Moreira levanta ainda uma outra dificuldade, que é despertar o interesse dos jovens pela robótica. Para estimular o envolvimento, existem, no Brasil e no mundo, várias competições, para incentivar o desenvolvimento de tecnologias. “E o País tem conseguido índices muito bons, as equipes daqui são muito bem vistas no mundo”, afirma o professor do IMT, que liderou o time vencedor de 2010 do peso pena da Combotz, torneio que faz parte da Robogames, equivalente robótico da Copa do Mundo.
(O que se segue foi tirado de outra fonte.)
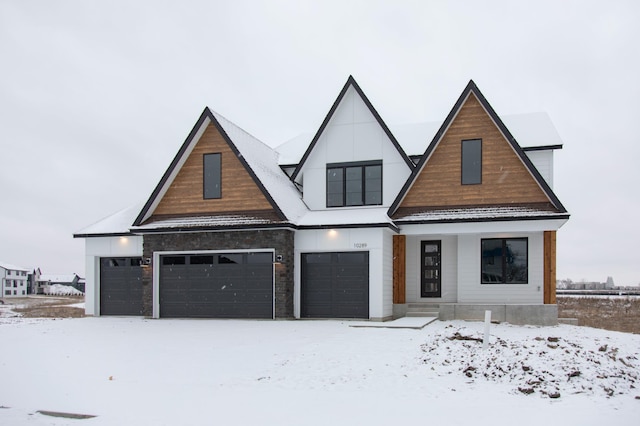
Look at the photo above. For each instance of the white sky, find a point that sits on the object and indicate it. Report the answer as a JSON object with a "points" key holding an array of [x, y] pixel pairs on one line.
{"points": [[97, 97]]}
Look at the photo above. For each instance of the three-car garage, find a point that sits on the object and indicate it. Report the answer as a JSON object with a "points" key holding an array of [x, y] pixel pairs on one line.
{"points": [[234, 284]]}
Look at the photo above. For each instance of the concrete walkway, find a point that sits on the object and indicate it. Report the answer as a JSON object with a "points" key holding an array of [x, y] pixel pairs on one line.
{"points": [[415, 323]]}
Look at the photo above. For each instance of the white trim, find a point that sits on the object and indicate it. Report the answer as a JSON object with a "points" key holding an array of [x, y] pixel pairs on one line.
{"points": [[156, 272], [460, 228]]}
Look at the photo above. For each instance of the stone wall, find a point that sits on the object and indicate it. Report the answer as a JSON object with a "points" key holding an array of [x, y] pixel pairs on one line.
{"points": [[281, 240]]}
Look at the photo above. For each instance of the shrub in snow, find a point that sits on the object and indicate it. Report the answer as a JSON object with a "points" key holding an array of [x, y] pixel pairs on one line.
{"points": [[548, 365]]}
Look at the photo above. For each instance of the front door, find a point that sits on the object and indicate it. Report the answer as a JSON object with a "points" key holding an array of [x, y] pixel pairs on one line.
{"points": [[430, 269]]}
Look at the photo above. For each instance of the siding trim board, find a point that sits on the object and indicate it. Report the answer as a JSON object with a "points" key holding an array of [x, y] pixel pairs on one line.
{"points": [[472, 89], [351, 82]]}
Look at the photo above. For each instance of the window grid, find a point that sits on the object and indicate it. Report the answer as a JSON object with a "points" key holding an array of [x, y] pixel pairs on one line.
{"points": [[354, 184]]}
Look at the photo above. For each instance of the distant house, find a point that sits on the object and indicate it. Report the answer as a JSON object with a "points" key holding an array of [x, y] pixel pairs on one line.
{"points": [[355, 220], [72, 280], [13, 280]]}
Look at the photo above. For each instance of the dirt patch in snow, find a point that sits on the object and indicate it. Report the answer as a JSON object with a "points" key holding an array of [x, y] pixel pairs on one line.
{"points": [[43, 307], [543, 364], [610, 313]]}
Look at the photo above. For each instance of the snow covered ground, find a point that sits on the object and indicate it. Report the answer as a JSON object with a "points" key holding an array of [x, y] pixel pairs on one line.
{"points": [[132, 371]]}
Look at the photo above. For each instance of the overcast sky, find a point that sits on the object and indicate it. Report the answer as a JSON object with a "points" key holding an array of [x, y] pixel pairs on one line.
{"points": [[97, 97]]}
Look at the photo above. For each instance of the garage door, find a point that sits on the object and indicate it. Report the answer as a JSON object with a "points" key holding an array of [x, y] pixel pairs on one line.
{"points": [[220, 285], [120, 286], [335, 285]]}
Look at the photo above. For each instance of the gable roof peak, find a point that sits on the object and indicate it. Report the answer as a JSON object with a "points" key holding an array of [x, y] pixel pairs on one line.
{"points": [[351, 82], [472, 87]]}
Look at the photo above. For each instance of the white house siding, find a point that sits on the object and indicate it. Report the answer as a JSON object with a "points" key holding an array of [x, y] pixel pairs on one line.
{"points": [[372, 240], [449, 272], [470, 289], [543, 160], [97, 247], [352, 134]]}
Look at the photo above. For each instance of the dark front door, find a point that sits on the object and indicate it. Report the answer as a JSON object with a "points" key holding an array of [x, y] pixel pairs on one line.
{"points": [[430, 269], [335, 285]]}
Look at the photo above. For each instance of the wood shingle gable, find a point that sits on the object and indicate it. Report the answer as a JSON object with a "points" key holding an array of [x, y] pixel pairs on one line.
{"points": [[351, 83], [250, 178], [508, 176]]}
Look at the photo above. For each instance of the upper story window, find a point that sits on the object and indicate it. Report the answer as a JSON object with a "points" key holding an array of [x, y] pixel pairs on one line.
{"points": [[354, 184], [212, 176], [472, 162]]}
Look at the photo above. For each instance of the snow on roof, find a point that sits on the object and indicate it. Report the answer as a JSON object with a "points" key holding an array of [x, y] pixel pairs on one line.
{"points": [[11, 267], [531, 129], [203, 222], [356, 216], [477, 213], [263, 160], [63, 278], [117, 223]]}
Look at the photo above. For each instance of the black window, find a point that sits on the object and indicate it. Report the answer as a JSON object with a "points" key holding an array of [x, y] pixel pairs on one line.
{"points": [[212, 176], [354, 184], [505, 261], [472, 162]]}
A PUC-Rio ficou com o título em 2011, sob a batuta de Meggiolaro. O docente que orientou os vencedores deste ano acrescenta que a tradição, nos campeonatos, é de participação de empresas de robótica, mais que de instituições de ensino. “São engenheiros competindo contra estudantes, e as universidades de lá não vencem os torneios, nós brasileiros somos a exceção, e os profissionais de lá reconhecem isso”, afirma. Ele também lembra que os desenvolvimentos aplicados aos robôs de combate, que vivem situações extremas, podem ser modificados para atender a demandas comerciais e ajudar o País a avançar ainda mais no terreno da robótica.